Named entity recognition

NOTE: Quick examples might be helpful for using this function.

Currently, Trankit provides the Named Entity Recognition (NER) module for 8 languages which are Arabic, Chinese, Dutch, English, French, German, Russian, and Spanish. The NER module accepts the inputs that can be untokenized or pretokenized, at both sentence and document level. Below are some examples:

Document-level

Untokenized input

from trankit import Pipeline
# initialize a pipeline for English
p = Pipeline('english')

# a non-empty string to process, which can be a document or a paragraph with multiple sentences
doc_text = '''Hello! This is Trankit.'''

tagged_doc = p.ner(doc_text)

The output would look like this:

{
  'text': 'Hello!

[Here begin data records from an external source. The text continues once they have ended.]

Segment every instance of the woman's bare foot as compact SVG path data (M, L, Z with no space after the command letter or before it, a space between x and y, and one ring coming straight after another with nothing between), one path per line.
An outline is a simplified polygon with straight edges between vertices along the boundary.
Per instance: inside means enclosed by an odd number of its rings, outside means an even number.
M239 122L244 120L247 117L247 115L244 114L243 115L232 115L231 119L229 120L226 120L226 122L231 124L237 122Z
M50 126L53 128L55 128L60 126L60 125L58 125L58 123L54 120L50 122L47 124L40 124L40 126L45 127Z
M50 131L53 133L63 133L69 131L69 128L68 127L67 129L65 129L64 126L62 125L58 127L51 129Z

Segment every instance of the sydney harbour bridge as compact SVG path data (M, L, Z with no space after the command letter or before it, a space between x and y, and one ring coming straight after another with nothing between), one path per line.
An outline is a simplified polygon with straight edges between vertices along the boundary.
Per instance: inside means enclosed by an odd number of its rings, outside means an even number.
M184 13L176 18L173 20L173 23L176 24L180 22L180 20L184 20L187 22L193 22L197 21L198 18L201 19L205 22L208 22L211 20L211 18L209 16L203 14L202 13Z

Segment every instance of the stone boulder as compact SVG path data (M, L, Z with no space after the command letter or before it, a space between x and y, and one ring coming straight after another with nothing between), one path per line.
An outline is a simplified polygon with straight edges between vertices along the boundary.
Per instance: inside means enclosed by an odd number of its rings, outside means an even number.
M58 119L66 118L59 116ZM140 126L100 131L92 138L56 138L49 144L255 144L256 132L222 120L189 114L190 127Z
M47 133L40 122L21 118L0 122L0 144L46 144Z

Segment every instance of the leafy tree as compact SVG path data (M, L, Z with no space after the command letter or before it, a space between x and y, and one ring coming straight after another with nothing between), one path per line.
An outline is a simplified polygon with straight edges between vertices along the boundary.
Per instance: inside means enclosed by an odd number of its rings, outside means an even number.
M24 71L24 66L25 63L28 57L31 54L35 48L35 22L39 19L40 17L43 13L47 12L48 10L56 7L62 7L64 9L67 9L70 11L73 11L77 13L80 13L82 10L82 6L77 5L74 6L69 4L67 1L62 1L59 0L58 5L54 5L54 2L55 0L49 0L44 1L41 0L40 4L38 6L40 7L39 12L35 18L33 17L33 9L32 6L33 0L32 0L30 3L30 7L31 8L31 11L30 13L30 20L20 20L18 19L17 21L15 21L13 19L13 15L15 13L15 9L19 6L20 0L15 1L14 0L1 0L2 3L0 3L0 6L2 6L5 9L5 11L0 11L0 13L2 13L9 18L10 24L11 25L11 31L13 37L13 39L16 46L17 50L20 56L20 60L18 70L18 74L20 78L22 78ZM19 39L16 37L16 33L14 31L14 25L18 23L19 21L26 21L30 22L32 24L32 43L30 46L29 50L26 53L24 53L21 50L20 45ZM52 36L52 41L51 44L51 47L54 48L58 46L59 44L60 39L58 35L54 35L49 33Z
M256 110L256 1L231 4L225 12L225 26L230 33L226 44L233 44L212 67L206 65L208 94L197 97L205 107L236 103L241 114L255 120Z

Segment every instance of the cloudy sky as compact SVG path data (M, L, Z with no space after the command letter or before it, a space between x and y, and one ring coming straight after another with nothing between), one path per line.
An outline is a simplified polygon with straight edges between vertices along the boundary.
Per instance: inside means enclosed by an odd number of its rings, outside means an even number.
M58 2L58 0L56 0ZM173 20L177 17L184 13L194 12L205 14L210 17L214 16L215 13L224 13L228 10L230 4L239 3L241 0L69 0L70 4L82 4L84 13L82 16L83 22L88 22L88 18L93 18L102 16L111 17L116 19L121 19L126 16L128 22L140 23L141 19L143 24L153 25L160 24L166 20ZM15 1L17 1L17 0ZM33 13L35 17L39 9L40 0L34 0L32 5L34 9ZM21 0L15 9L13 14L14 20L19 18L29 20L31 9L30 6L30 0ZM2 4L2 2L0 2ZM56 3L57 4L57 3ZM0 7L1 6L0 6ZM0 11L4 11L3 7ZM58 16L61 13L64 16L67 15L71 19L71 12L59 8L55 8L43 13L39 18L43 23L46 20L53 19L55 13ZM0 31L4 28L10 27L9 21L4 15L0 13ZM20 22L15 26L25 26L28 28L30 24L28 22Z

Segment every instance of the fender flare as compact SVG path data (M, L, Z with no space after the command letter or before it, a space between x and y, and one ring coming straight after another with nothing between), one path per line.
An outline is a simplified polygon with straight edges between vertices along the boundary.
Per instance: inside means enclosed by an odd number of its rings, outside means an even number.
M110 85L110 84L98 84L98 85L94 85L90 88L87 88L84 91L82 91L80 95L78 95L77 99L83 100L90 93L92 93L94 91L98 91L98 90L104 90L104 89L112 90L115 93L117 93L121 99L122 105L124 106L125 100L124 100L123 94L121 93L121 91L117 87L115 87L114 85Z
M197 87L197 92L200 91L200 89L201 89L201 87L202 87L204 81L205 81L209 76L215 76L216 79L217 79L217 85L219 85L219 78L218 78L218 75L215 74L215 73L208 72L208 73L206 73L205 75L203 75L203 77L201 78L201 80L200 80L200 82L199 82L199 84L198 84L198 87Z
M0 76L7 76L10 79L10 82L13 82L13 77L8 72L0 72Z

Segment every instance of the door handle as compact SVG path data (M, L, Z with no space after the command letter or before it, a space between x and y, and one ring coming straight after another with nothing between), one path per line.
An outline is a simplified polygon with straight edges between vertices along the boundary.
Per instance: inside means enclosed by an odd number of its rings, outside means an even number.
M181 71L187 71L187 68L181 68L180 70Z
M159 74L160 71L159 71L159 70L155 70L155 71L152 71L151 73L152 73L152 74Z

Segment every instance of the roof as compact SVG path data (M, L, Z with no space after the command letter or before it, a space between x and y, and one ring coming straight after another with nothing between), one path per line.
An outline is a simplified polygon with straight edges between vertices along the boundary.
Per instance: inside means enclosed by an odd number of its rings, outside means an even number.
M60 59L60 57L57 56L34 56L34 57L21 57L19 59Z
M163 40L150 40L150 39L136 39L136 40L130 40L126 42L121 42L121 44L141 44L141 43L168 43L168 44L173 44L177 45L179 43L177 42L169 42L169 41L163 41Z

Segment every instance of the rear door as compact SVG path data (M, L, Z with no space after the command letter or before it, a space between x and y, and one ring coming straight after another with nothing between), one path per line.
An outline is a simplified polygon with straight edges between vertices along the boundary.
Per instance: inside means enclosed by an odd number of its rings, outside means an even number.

This is Trankit.',  # input string
  'sentences': [ # list of sentences
    {
      'id': 1, 'text': 'Hello!', 'dspan': (0, 6), 'tokens': [...]
    },
    {
      'id': 2,  # sentence index
      'text': 'This is Trankit.',  'dspan': (7, 23), # sentence span
      'tokens': [ # list of tokens
        {
          'id': 1, # token index
          'text': 'This',
          'ner': 'O', # ner tag of the token
          'dspan': (7, 11), # document-level span of the token
          'span': (0, 4) # sentence-level span of the token
        },
        {'id': 2...},
        {'id': 3...},
        {'id': 4...}
      ]
    }
  ]
}

Pretokenized input

from trankit import Pipeline

p = Pipeline('english')

pretokenized_doc = [
  ['Hello', '!'],
  ['This', 'is', 'Trankit', '.']
]

tagged_doc = p.ner(pretokenized_doc)

The output will look the same as in the untokenized case, except that now we don’t have the text form for the input document as well as the span information for the sentences and the tokens.

Sentence-level

To enable the NER module to work with sentence-level instead of document-level inputs, we can set the tag is_sent=True:

Untokenized input

from trankit import Pipeline

p = Pipeline('english')

sent_text = 'This is Trankit.'

tagged_sent = p.ner(sent_text, is_sent=True)

Pretokenized input

from trankit import Pipeline

p = Pipeline('english')

pretokenized_sent = ['This', 'is', 'Trankit', '.']

tagged_sent = p.ner(pretokenized_sent, is_sent=True)